Lauren has always had a passion for promoting and revitalizing the arts of her people while developing new methods and incorporating new ideas. She has been creating Native American art since age 6. Starting out with beadwork and Tribal regalia, she then expanded her work into mediums such as quillwork, ledger drawings, rawhide parfleche, and clothing.
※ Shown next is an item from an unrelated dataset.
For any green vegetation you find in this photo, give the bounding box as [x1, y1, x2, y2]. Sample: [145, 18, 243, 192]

Being a sought after artist and designer her work is in numerous public and private collections throughout the United States, Canada and the World, including the The National Museum of American Indian Washington DC and New York City, The Heard Museum, Phoenix AZ, Buffalo Bill Center of the West, Plains Indian Museum Cody Wyoming, and Red Cloud Heritage Center Pine Ridge SD. She holds a Bachelor of Arts degree in Indigenous Studies from the Institute of American Indian Arts and Culture in Santa Fe, NM. Lauren lives on the rolling hills of North Dakota, her traditional homelands. She continues to be steeped within the cultural life ways of her people and actively helps with language and culture revitalization efforts, participates in cultural celebrations, powwows and her tribal ceremonial doings. Her role as a mother and woman of her tribe guide her to continue on the arts of her people for the generations to come.